= Francisco Xavier Villarroya =

Jesuit missionary in New Spain

Francisco Xavier Villarroya (1734–1768) was a Jesuit missionary to New Spain.

== Biography ==

Villarroya was born in Villarroya de los Pinares, Spain, on November 20, 1734. Along with his close friend and fellow Jesuit, Custodio Ximeno, Villarroya traveled to Sonora in the spring of 1763. The two men were also accompanied by Juan Claudio de Pineda, the new governor of Sonora.

Villarroya was initially assigned to Missions Los Siete Príncipes del Átil and San Pedro y San Pablo del Tubutama. In August 1763, he was reassigned to Mission Nuestra Señora de los Remedios de Banámichi. Over the next few years, he served intermittently at Banámichi, Mission Santa María de Bacerac, and Mission San Miguel de Ures.

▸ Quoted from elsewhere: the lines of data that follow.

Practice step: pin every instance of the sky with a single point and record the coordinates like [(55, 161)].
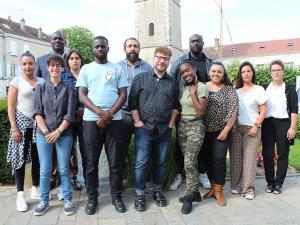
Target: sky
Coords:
[(248, 21)]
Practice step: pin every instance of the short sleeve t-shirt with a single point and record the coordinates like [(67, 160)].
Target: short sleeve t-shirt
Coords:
[(248, 104), (25, 98), (188, 109), (102, 82)]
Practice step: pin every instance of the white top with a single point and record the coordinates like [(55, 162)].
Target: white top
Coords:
[(25, 98), (277, 104), (248, 104)]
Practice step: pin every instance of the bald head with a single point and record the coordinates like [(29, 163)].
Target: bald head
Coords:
[(196, 44)]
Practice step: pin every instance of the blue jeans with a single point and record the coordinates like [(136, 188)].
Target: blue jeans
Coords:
[(63, 150), (149, 145)]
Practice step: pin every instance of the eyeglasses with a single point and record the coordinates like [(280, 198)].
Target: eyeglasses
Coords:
[(278, 70), (158, 57), (55, 65)]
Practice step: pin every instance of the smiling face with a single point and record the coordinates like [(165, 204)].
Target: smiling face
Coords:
[(247, 74), (100, 49), (74, 61), (132, 50), (216, 74), (27, 64), (277, 73), (188, 73)]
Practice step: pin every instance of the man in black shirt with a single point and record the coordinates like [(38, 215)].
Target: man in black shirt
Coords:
[(153, 102), (202, 63)]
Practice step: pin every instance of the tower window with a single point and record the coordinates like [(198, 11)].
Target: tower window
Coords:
[(151, 29)]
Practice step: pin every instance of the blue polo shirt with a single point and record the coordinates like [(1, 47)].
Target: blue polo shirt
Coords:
[(103, 82)]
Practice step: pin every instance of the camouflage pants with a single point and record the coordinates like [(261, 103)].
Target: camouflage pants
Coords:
[(190, 138)]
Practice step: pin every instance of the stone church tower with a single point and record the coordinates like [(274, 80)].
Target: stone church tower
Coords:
[(157, 23)]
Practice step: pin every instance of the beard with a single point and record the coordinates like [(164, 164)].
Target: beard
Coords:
[(132, 57)]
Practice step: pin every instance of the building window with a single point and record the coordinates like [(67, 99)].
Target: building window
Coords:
[(13, 48), (151, 29), (26, 48)]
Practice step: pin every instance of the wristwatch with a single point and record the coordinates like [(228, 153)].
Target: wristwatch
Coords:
[(257, 125)]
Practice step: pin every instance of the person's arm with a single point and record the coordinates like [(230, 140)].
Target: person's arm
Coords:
[(291, 134), (262, 114), (11, 111), (232, 104), (116, 107)]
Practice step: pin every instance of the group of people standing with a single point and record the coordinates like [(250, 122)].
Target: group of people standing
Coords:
[(103, 103)]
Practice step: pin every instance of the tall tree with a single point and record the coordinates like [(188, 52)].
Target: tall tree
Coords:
[(81, 39)]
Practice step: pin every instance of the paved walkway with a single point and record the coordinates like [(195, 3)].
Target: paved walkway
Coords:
[(266, 208)]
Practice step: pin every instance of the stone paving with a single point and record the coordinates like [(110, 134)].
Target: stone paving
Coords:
[(265, 209)]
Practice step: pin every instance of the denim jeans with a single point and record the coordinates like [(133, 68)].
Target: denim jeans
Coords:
[(63, 150), (149, 145)]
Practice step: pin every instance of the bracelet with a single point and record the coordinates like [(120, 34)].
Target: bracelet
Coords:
[(58, 131)]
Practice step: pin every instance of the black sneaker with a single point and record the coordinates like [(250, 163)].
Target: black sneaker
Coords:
[(140, 203), (277, 190), (41, 209), (269, 188), (91, 206)]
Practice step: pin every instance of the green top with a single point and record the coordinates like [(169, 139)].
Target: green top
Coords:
[(188, 109)]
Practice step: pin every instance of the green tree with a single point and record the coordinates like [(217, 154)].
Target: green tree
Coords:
[(81, 39)]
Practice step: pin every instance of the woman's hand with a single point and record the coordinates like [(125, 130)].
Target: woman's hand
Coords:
[(223, 135), (16, 135), (52, 137), (193, 89), (253, 131), (291, 133)]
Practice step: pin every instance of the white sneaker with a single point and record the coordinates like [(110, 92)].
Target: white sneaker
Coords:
[(21, 203), (176, 182), (203, 180), (250, 196), (60, 195), (35, 193), (234, 191)]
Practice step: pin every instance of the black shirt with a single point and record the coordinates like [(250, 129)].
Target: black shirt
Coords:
[(201, 68), (55, 104), (155, 99)]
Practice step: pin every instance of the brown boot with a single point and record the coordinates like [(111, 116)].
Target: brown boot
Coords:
[(210, 193), (218, 191)]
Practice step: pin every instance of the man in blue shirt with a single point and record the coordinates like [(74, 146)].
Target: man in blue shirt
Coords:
[(102, 90)]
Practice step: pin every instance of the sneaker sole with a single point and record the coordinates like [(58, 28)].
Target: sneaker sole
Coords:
[(41, 213), (69, 213)]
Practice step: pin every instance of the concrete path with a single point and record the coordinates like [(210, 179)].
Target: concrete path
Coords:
[(266, 208)]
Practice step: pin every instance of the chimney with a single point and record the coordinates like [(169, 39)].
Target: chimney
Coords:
[(22, 24), (217, 43), (40, 33)]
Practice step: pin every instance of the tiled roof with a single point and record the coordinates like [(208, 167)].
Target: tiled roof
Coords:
[(9, 26), (260, 48)]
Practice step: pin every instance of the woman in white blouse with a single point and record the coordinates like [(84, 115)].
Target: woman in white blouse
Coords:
[(20, 108), (279, 127), (247, 136)]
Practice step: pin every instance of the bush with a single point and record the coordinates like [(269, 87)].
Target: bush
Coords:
[(5, 171)]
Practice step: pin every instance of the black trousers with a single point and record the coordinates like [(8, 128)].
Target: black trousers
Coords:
[(35, 164), (275, 131), (94, 138), (179, 159), (215, 152)]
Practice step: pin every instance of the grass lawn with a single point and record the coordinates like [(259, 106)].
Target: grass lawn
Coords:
[(294, 159)]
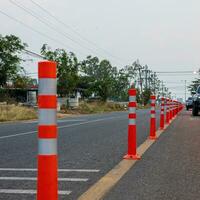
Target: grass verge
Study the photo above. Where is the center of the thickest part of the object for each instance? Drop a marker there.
(14, 113)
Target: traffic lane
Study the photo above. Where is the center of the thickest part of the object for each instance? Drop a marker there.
(99, 145)
(29, 126)
(81, 141)
(169, 169)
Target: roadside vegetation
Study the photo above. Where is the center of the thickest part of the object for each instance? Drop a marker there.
(90, 77)
(15, 113)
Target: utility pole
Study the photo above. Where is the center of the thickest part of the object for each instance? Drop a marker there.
(154, 79)
(185, 89)
(162, 89)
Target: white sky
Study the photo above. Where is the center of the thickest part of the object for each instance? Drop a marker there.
(164, 34)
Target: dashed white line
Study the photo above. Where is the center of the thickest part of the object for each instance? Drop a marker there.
(13, 191)
(60, 127)
(35, 179)
(60, 170)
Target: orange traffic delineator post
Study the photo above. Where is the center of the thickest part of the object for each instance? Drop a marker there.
(153, 118)
(132, 141)
(162, 113)
(167, 111)
(170, 109)
(47, 181)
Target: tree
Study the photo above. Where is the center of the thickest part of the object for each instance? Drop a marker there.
(67, 72)
(10, 48)
(193, 86)
(22, 81)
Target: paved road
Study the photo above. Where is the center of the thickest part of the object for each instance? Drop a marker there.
(94, 142)
(170, 169)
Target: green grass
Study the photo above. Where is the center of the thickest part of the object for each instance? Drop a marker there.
(14, 113)
(95, 107)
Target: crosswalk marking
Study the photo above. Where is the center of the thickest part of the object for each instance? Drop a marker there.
(13, 191)
(35, 179)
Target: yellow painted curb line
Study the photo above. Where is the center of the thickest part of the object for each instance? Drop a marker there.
(105, 184)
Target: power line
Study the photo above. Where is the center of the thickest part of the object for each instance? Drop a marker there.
(36, 31)
(70, 28)
(30, 12)
(50, 26)
(175, 72)
(33, 53)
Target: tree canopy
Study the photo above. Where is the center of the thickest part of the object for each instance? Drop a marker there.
(10, 48)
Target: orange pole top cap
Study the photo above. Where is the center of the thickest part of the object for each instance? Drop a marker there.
(153, 97)
(132, 92)
(47, 69)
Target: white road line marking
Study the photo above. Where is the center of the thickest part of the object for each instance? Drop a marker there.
(13, 191)
(71, 120)
(66, 126)
(35, 179)
(60, 170)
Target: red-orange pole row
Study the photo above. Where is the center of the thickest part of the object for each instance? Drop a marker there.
(172, 109)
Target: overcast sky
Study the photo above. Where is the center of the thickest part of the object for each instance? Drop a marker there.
(164, 34)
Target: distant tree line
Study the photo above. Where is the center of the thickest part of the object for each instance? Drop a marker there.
(91, 76)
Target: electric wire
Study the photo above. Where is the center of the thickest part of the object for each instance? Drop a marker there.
(70, 28)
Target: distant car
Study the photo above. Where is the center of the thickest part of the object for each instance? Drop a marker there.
(189, 103)
(196, 102)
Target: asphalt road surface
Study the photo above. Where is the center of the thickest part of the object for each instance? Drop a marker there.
(169, 170)
(89, 146)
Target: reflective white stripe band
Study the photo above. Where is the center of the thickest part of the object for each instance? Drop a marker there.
(132, 110)
(47, 146)
(47, 86)
(132, 98)
(47, 116)
(132, 121)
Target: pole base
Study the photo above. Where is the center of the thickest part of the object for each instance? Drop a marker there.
(152, 137)
(132, 157)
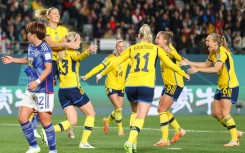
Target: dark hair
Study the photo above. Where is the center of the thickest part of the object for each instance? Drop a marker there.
(220, 40)
(37, 28)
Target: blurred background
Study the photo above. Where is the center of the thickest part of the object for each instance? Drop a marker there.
(102, 22)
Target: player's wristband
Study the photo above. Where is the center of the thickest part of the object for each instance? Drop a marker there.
(38, 81)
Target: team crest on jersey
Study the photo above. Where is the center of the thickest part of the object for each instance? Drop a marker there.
(36, 53)
(30, 60)
(218, 56)
(57, 37)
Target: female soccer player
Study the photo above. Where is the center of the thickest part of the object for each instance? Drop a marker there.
(173, 85)
(115, 83)
(54, 37)
(140, 82)
(39, 95)
(228, 86)
(71, 94)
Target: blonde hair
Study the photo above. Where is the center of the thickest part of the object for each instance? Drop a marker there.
(167, 35)
(220, 40)
(69, 37)
(43, 14)
(145, 33)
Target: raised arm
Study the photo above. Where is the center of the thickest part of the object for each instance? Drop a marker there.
(61, 45)
(85, 54)
(9, 59)
(163, 56)
(215, 69)
(172, 51)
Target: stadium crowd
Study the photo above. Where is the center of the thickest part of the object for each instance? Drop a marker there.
(190, 20)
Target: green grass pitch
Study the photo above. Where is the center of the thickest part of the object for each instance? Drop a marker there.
(204, 135)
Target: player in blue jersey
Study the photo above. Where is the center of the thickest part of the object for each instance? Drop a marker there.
(39, 95)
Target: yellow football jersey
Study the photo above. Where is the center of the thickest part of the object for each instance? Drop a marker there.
(226, 76)
(116, 78)
(69, 68)
(143, 57)
(169, 76)
(57, 35)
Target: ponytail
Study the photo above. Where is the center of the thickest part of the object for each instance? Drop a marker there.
(220, 40)
(167, 35)
(145, 33)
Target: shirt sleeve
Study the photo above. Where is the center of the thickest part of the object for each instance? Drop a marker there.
(165, 59)
(76, 56)
(124, 56)
(94, 70)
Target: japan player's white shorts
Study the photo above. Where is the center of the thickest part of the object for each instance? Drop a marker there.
(40, 102)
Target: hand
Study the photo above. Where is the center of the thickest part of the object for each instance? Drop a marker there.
(83, 78)
(33, 85)
(93, 48)
(73, 45)
(187, 77)
(98, 77)
(7, 59)
(192, 70)
(167, 49)
(184, 62)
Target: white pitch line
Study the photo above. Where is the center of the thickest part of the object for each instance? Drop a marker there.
(150, 129)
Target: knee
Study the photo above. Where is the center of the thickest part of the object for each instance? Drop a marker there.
(73, 122)
(21, 120)
(216, 115)
(92, 113)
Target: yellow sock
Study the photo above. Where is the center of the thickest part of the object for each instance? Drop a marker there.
(231, 126)
(131, 122)
(135, 130)
(62, 126)
(118, 117)
(31, 117)
(173, 122)
(222, 121)
(88, 127)
(111, 117)
(132, 119)
(164, 125)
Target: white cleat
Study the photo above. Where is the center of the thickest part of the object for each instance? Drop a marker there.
(34, 149)
(43, 137)
(85, 145)
(36, 134)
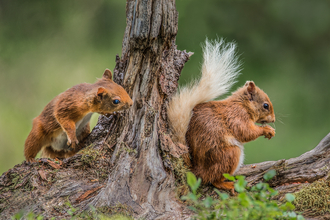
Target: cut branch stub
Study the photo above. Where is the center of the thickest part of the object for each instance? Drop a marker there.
(149, 70)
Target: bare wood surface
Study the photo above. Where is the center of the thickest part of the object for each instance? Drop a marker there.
(123, 164)
(307, 168)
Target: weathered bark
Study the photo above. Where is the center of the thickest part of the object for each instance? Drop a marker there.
(123, 165)
(149, 70)
(307, 168)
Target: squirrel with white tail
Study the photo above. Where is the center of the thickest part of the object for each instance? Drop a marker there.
(215, 131)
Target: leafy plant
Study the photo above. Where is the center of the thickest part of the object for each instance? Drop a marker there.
(250, 203)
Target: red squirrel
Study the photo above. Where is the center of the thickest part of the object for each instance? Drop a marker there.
(65, 120)
(215, 131)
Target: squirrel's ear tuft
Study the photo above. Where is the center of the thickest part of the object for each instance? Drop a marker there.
(100, 92)
(251, 87)
(107, 74)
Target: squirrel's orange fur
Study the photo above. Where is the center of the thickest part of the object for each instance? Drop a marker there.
(65, 120)
(218, 130)
(215, 131)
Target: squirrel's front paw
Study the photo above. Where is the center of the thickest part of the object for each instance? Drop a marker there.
(72, 144)
(269, 132)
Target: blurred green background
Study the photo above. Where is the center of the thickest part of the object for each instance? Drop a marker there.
(47, 47)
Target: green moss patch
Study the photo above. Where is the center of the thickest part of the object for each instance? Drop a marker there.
(314, 199)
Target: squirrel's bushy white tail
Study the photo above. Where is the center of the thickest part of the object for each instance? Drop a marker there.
(219, 71)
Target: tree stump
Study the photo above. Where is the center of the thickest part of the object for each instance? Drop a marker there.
(125, 165)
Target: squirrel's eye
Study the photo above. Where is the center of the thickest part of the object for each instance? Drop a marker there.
(116, 101)
(266, 106)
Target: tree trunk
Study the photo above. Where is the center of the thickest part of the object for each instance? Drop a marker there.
(131, 144)
(125, 166)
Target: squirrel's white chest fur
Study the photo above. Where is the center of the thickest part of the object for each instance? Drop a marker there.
(235, 142)
(59, 142)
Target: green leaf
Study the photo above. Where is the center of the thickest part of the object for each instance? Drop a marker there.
(191, 179)
(208, 202)
(300, 217)
(196, 185)
(270, 174)
(229, 177)
(289, 197)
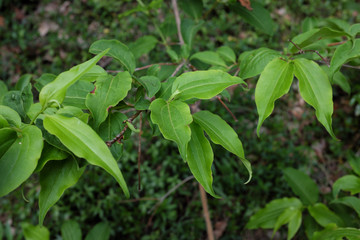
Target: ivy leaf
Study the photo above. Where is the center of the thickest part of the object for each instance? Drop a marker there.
(83, 141)
(55, 178)
(109, 92)
(302, 185)
(200, 158)
(343, 54)
(324, 216)
(253, 62)
(19, 160)
(202, 84)
(209, 57)
(118, 51)
(316, 90)
(274, 82)
(173, 119)
(56, 90)
(221, 133)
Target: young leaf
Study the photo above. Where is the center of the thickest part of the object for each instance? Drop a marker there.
(209, 57)
(118, 51)
(32, 232)
(344, 53)
(56, 90)
(253, 62)
(173, 119)
(274, 82)
(324, 216)
(143, 45)
(83, 141)
(316, 90)
(349, 183)
(221, 133)
(266, 217)
(302, 185)
(259, 17)
(70, 230)
(109, 92)
(203, 84)
(227, 54)
(20, 159)
(200, 158)
(304, 39)
(55, 178)
(101, 229)
(151, 84)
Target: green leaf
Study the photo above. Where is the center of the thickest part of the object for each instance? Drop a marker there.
(316, 90)
(193, 8)
(266, 217)
(111, 127)
(70, 230)
(203, 84)
(324, 216)
(55, 91)
(143, 45)
(32, 232)
(343, 54)
(76, 94)
(10, 115)
(50, 153)
(350, 201)
(20, 159)
(151, 84)
(109, 92)
(118, 51)
(43, 80)
(173, 119)
(101, 229)
(227, 54)
(209, 57)
(274, 82)
(337, 233)
(304, 39)
(221, 133)
(259, 17)
(55, 178)
(81, 139)
(200, 158)
(349, 183)
(302, 185)
(253, 62)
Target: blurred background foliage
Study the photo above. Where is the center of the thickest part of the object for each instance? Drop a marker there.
(51, 36)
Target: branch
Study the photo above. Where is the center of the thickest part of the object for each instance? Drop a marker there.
(178, 21)
(120, 136)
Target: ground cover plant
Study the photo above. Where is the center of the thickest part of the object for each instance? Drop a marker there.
(57, 126)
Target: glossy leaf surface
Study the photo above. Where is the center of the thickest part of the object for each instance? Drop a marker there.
(109, 92)
(81, 139)
(221, 133)
(20, 159)
(173, 119)
(316, 90)
(118, 51)
(200, 158)
(203, 84)
(274, 82)
(56, 90)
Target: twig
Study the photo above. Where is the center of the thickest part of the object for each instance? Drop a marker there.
(178, 21)
(139, 153)
(204, 204)
(227, 109)
(120, 136)
(178, 68)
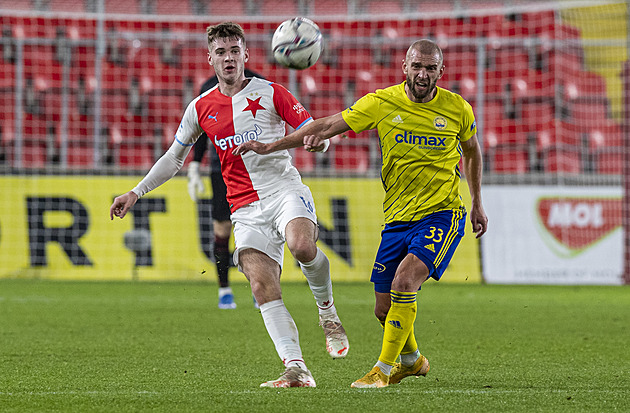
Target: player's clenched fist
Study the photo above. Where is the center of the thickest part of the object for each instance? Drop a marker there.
(122, 204)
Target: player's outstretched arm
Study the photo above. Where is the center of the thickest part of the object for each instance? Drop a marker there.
(122, 204)
(473, 166)
(323, 128)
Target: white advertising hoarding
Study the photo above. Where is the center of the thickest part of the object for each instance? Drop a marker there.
(553, 235)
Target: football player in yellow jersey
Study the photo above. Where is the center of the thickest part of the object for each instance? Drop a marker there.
(424, 131)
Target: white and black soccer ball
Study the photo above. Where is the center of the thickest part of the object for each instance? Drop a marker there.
(297, 43)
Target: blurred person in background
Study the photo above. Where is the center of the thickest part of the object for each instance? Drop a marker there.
(221, 224)
(270, 205)
(424, 132)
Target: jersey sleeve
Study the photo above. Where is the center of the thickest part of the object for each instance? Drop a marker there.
(172, 161)
(469, 125)
(361, 115)
(289, 108)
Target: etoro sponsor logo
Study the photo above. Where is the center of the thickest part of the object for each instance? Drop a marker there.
(239, 138)
(578, 223)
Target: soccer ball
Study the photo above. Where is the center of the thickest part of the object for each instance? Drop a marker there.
(297, 43)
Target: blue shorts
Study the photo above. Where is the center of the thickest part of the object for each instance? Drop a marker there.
(433, 240)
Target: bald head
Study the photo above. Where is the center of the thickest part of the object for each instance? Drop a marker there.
(425, 47)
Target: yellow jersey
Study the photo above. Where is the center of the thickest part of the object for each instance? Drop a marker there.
(420, 148)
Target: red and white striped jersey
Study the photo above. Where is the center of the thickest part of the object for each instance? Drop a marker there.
(258, 112)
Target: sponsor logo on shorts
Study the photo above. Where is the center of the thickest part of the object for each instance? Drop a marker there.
(395, 324)
(378, 267)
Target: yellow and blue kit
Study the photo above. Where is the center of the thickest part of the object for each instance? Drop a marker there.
(421, 151)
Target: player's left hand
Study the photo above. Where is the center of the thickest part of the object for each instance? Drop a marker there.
(313, 143)
(479, 220)
(255, 146)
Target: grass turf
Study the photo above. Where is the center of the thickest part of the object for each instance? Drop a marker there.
(98, 346)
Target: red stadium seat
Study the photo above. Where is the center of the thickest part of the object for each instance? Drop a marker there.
(507, 133)
(558, 134)
(380, 7)
(226, 8)
(276, 7)
(509, 160)
(66, 6)
(114, 106)
(320, 106)
(589, 114)
(122, 6)
(351, 156)
(328, 7)
(172, 7)
(7, 76)
(40, 64)
(513, 58)
(535, 115)
(530, 85)
(567, 160)
(605, 135)
(610, 160)
(580, 85)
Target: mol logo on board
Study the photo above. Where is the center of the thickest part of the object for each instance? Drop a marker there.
(578, 223)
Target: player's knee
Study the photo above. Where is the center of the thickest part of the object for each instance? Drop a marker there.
(380, 314)
(303, 250)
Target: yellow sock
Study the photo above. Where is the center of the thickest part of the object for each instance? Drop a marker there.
(411, 345)
(398, 325)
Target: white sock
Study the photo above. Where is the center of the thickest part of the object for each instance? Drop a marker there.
(409, 359)
(385, 368)
(224, 290)
(283, 333)
(317, 274)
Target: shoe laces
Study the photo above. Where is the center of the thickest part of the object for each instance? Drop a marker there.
(332, 328)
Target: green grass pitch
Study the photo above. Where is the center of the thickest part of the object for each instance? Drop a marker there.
(165, 347)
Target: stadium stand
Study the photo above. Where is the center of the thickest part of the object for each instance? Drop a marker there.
(541, 103)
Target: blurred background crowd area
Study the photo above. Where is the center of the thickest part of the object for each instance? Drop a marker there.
(100, 86)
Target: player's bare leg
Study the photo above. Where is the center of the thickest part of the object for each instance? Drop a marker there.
(301, 234)
(263, 274)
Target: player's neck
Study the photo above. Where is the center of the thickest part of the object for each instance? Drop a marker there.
(231, 89)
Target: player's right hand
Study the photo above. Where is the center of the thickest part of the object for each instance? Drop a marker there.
(195, 184)
(122, 204)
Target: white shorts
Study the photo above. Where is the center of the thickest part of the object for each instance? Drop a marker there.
(262, 224)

In July 1767, Spanish soldiers from Presidio Santa Gertrudis del Altar arrived to carry out the orders of Charles III by expelling the Jesuits from Mexico. Along with about fifty other Jesuits, Villarroya was escorted to a church in Mátape, near Hermosillo. From there, the soldiers took them to Guaymas, down the Gulf of California, through Tepic, and to Guadalajara. Many of the Jesuits died on the way, including Villarroya, who died on September 1, 1768, in Ixtlán del Río.